In a world where there is no mediation, a person’s relationship with his creative potential is changing. His work ceases to be a service to authority and inevitably begins to appeal to his immediate environment, to his peers. We will begin to see new forms of human organization.
New forms of human organization
Bitcoin is the first autonomous distributed organization without a central authority, which in just over a decade has created an economic value exceeding $415 billion. This organizational model is not comparable to corporations or the state, it is a novelty in itself.
Just as cryptocurrencies replace the functions of money, new bureaucratic applications can be implemented on the blockchain. One of the most interesting may be an application that helps to confirm identity in a decentralized manner. A kind of digital passport that opens the door to a new form of global citizenship, where the network can begin to take shape as a transnational space that receives increasing sovereignty and legitimacy from its members.

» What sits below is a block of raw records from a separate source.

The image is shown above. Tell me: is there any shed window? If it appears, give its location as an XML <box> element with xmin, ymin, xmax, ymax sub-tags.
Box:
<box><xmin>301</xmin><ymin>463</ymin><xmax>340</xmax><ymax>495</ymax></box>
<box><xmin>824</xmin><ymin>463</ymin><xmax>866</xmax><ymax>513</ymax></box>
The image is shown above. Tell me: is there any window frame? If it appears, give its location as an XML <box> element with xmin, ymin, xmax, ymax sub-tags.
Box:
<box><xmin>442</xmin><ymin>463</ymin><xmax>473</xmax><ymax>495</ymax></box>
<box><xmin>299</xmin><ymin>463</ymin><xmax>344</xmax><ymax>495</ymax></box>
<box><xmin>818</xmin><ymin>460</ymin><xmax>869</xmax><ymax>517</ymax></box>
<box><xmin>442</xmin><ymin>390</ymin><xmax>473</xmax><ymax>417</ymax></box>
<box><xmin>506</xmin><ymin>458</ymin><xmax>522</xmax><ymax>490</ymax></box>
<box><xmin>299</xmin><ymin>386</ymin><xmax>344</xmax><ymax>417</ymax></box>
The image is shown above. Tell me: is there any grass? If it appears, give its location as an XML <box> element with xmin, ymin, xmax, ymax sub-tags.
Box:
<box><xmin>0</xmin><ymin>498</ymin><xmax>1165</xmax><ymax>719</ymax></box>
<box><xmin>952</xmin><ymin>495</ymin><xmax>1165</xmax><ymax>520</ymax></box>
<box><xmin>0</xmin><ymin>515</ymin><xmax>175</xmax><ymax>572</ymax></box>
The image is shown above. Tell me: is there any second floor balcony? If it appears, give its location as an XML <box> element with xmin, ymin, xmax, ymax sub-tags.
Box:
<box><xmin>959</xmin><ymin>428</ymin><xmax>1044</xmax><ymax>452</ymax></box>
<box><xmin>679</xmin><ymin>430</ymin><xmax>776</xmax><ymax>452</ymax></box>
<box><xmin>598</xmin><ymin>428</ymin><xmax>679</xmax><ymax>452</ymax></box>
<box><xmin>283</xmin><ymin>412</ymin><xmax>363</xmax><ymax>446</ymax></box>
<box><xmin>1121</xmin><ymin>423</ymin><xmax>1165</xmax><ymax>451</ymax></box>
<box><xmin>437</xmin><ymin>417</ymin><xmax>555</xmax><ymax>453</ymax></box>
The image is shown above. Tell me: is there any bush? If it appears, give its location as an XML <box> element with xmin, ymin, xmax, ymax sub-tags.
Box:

In this “country” it is impossible to stop migrants at the border. The Internet, which operates with the help of computers and free software, does not require permissions either to use the tools it offers or to introduce new innovations into its structure. This is the gateway to our evolution as a species.
In the face of this potential, it is often pointed out that the state still has power over one power element: the monopoly on force. But here, too, the network created by Bitcoin presents an alternative that deserves attention: its computing capabilities surpass a thousand of the most powerful supercomputers in the world (combined).
The most powerful encryption and decryption machine in the modern world no longer belongs to any government. This makes the blockchain a liberating force from traditional control mechanisms based on physical force.
If the possibility of human progress is a real destiny, then we must assert that function precedes form, that code controls hardware, and that ideas prevail in reality. Blockchain is, first of all, an idea expressed in software, and its influence is already changing the dynamics of the functioning of both the Internet and international finance.
The maturation of these technologies may take time, but their inevitability quickly becomes apparent to those who are attentive and receptive. And in the face of the everyday decisions we face every day, it becomes clear that the best way to change the world for the better is to choose the tools that bring us closer to the world we want to live in.
Never before has the opportunity to make such profound changes in the world been so close to every citizen. The Internet has always been a symbol of progress and technology. Many centuries ago, it was the technology of knitting nets that allowed the fisherman to multiply his catch for the benefit of all.
For a modern entrepreneur today, this is a new space that can destroy any wall, connect humanity on a global scale. This will inspire him to really consider the possibility of something that will surpass his entire story.